So in light of the recent Blue Beetle movie - yes, readers in the future, you're remembering correctly. Hollywood did in fact finance and release a big-budget major studio motion picture starring perennial also-ran superperson The Blue Beetle. And in commemoration of this event, we thought it would be fun to take a look back at one of this venerable character's 1940s adventures.


Many clues will point the discerning reader towards this comic's 1940s origins. There's the ten-cent price; the stiff, simplistic illustrations, and of course, that pasttime of many a costumed forties hero, the Hitler-punching.


Sure, everybody spent the summer talking about "Barbieheimer." But right here, where the Blue Beetle is protecting America's deadly new secret weapon that was no doubt designed by chainsmoking, nattily-dressed neurotic scientists working in remote, classified locations, well this here is "Beetleheimer", is what this is. Gentlemen, start your memes.

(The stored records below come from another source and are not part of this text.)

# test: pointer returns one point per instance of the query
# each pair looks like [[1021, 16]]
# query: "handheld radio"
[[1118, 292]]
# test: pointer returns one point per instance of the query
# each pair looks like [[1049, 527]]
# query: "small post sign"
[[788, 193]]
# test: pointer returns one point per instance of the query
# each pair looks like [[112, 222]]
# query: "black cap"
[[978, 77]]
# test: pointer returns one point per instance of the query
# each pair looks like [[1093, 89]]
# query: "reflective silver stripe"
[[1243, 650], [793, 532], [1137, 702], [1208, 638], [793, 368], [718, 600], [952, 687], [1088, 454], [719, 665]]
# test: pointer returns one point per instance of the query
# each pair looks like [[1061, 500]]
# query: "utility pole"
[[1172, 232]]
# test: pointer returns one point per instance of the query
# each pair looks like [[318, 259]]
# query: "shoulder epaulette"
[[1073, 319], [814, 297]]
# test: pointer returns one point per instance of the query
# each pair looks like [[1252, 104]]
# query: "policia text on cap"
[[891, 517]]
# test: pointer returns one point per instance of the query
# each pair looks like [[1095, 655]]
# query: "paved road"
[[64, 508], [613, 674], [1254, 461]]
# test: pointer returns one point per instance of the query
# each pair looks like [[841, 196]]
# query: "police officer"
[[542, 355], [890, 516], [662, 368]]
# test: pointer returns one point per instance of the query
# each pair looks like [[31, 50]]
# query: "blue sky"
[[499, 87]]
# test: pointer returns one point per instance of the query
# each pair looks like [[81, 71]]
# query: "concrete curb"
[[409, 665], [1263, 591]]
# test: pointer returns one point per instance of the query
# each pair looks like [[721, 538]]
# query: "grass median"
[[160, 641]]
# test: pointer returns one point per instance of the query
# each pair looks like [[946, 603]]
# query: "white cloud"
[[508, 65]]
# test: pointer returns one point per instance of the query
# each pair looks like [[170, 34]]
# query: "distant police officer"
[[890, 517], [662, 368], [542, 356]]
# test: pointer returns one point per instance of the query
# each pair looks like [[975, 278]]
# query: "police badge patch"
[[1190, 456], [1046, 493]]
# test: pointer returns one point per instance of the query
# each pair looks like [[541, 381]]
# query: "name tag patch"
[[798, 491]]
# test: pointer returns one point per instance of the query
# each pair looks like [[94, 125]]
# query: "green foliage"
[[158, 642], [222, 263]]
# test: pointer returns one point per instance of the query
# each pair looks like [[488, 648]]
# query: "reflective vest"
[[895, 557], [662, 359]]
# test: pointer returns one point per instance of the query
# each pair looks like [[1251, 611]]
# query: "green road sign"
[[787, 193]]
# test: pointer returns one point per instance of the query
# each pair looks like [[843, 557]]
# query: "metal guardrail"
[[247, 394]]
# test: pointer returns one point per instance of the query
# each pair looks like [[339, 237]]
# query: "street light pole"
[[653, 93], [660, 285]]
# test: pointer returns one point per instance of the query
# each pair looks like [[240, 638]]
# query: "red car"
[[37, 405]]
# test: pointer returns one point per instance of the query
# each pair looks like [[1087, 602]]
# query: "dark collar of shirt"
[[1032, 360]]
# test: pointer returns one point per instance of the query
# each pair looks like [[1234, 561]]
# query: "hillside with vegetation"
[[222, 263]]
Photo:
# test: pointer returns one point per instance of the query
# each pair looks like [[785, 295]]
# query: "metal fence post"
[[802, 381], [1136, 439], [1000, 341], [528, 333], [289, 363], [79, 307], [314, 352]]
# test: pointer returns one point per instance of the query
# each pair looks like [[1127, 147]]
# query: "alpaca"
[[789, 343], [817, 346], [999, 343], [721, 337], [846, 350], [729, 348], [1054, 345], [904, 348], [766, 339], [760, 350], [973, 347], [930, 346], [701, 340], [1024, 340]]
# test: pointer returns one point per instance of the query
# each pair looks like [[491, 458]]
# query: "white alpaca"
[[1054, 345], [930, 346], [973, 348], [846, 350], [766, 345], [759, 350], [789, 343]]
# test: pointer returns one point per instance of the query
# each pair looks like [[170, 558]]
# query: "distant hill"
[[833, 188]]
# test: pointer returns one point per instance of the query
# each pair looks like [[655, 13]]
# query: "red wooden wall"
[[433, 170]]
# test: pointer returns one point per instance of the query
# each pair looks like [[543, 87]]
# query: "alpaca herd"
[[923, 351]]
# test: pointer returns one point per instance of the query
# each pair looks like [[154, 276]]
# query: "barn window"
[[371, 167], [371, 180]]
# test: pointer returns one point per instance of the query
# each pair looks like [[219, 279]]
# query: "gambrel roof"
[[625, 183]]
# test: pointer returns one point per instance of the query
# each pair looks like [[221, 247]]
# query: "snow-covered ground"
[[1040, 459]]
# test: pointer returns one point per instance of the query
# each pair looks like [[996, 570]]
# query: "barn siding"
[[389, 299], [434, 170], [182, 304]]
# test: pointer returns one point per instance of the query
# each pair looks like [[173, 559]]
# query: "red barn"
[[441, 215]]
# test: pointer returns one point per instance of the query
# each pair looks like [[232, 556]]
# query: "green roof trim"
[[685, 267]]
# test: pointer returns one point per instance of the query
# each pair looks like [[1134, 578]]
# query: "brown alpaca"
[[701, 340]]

In service of this secret weapon, America has employed all its armed might, intellectual prowess, financial strength - everything, in fact, with the exception of the fundamentals of perspective drawing.


Little did these top security agents know that a gang of snappily-dressed Nazi tunnel-diggers would, very quietly, dig a surprisingly rectangular tunnel right into their secret weapon laboratory!


You know you're in the Golden Age of Comics when somebody gets drilled right through the skull! Pleasant dreams, 40s kids.


Mike breaks the fourth wall, perhaps a first for comics? Look out for those jagged panel borders, Mike! Getting snagged on those things would be an emergency indeed.


The entire security apparatus of a nation throws up its hands in defeat and puts The Blue Beetle in charge... of finding more football illustrations for the artist to swipe figures from.


Just want to take a minute to really appreciate these insane panel borders. They don't help the narrative, they don't spell out identifiable shapes or anything, they're just there to confuse and harass, maybe send secret messages to Nazi spies? Who knows.


The Sign Of The Blue Beetle is something like Spider-Man's Spider Signal, except that the Sign Of The Blue Beetle compels villains to just go ahead and commit suicide. I will say it makes the super hero job a lot easier!


They say New Yorkers are blasé. And they're right!


The Nazi spy flees the Blue Beetle into what apparently is a part of the city where neither the zoning laws nor the laws of perspective apply. Seems there's a lot of this going around!


Tense spy drama? Hilarious mistaken-identity romantic comedy of errors? You decide!


And with a brief pause for a little casual racism, our thrilling chase continues!


It used to be a lot easier to cross into Canada, all you needed was a secret weapon. And any sort of photo ID. Of course, once across the border and into the land of perpetual snow and ice, you'd need to rent a dogsled.


Sometimes the script says "Blue Beetle pushes the spy out of the way of the avalanche" but you simply don't have any "push" references, and all the swipes you have are of a guy pulling somebody else. This is when the real comic book professional rolls up his sleeves and really earns that four dollars per page.


You catch one Nazi? Two more take his place!


You know you're in the Golden Age of Comics when a hapless thug is accidentaly carved into a bloody mess by an airplane propeller!


Looks like the Blue Beetle made such a tremendous leap that it displaced his spine and most of his upper body musculature. Tough luck, BB!


So what if you missed your flight? Just swim to Europe. It's easy when you have the mighty and not-very-well-defined powers of Blue Beetle!


I think Hitler is hoping if they put both secret weapons together, the secret weapons will fall in love and bear many secret weapon children.


The Sign Of The Blue Beetle! Which means "quick, find a train to jump in front of" if you're a spy, or "call the exterminator" if you have a garden.


And there we have it, the famous Hitler Punch, this comic promised us a Hitler Punch and by golly it delivered. I guess World War Two is over now. Pack it up, boys, you're going home.


And with the the leaders of Germany's government nursing their punched faces, the Blue Beetle returns to his daily life as Dan Garret, secure in the knowledge that his unimpressive yet inexplicably persistent character will outlast several publishing companies and a few different Blue Beetle incarnations to become the greatest super hero people kind of think they might have heard of sometime, they guess.